General National Vocational Qualification
- Acronym: GNVQ
- Year started: 1990
- Year terminated: 2007
- Offered: Normally Sixth Form
- Regions: England, Wales and Northern Ireland

= General National Vocational Qualification =

Certificate of vocational education

A General National Vocational Qualification, or GNVQ, was a certificate of vocational education in the United Kingdom. The last GNVQs were awarded in 2007.

The qualifications related to occupational areas in general, rather than any specific job. They could be taken in a wide range of subjects. There were different levels of GNVQ, namely the Intermediate level (equivalent to four General Certificates of Secondary Education) and Advanced level (equivalent to two Advanced-level General Certificates of Education).

GNVQs were available to people of all ages. Many schools and colleges offered these courses and they could be studied alongside GCSEs or A levels. The GNVQ generally involved much coursework (6-8 large assignments), which allowed holders to show their skills when applying for jobs.

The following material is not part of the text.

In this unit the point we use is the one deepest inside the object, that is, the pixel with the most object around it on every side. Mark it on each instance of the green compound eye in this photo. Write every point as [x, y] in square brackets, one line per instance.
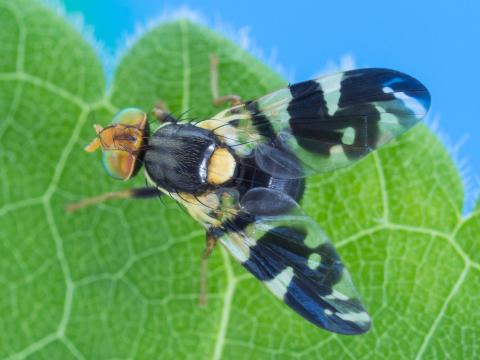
[120, 160]
[121, 143]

GNVQs were used in many schools in Wales in three main subjects: Engineering, Health and Social Care, and Leisure and Tourism. They were commonly used between early 2000 and 2005 as one-year courses for post-GCSE students who wished to further their education within the sixth-form but not at an A-Level standard. The course was generally undertaken in Wales at Intermediate level with day-release at an appropriate work placement during school hours for the duration of the year. Subsequent to 2005 many schools stopped using GNVQ courses in the sixth form and after 2004 incorporated Intermediate or Foundation level GNVQs into the syllabus in years 10 and 11 along with GCSEs. This was to encourage more students to undertake vocational areas of study as part of their compulsory education. The majority of one-year courses for sixth formers were then replaced with BTEC First Diplomas and Certificates.

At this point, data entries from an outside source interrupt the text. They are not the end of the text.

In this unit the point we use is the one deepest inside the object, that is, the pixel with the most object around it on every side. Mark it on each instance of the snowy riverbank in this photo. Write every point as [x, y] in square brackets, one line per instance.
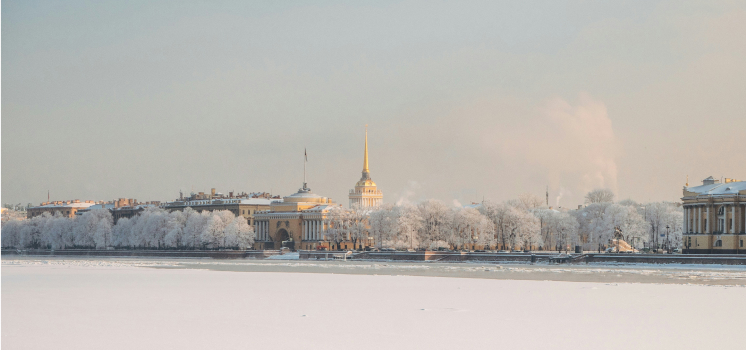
[93, 304]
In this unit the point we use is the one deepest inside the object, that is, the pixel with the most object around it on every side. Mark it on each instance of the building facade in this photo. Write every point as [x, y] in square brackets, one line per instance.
[64, 208]
[242, 204]
[715, 217]
[297, 221]
[366, 193]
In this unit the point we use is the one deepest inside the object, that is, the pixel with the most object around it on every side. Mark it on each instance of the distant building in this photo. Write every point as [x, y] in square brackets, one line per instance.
[365, 193]
[297, 221]
[65, 208]
[714, 217]
[242, 204]
[121, 208]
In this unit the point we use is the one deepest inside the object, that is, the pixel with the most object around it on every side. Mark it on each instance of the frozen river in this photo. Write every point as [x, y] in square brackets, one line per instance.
[203, 304]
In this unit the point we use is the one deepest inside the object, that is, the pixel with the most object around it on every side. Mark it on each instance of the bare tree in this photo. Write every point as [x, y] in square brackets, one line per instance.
[599, 195]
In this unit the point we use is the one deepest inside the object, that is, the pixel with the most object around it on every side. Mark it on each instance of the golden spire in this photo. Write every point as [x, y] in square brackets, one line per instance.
[365, 165]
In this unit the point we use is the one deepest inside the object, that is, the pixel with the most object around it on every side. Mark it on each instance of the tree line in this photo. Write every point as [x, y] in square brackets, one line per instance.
[154, 228]
[519, 224]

GNVQs ceased to be offered in late 2007. Pupils in England and Wales are able to undertake BTEC and OCR national certificates and diplomas instead. Alternatives to GNVQ qualifications include vocational GCSEs, BTEC diplomas and certificates, OCR Nationals and City and Guild progression awards. The Diploma in Digital Applications, launched in 2005, was seen as a successor to GNVQ ICT, however many centres quickly switched to the equivalent OCR National qualification due to issues with DiDA's assessment format.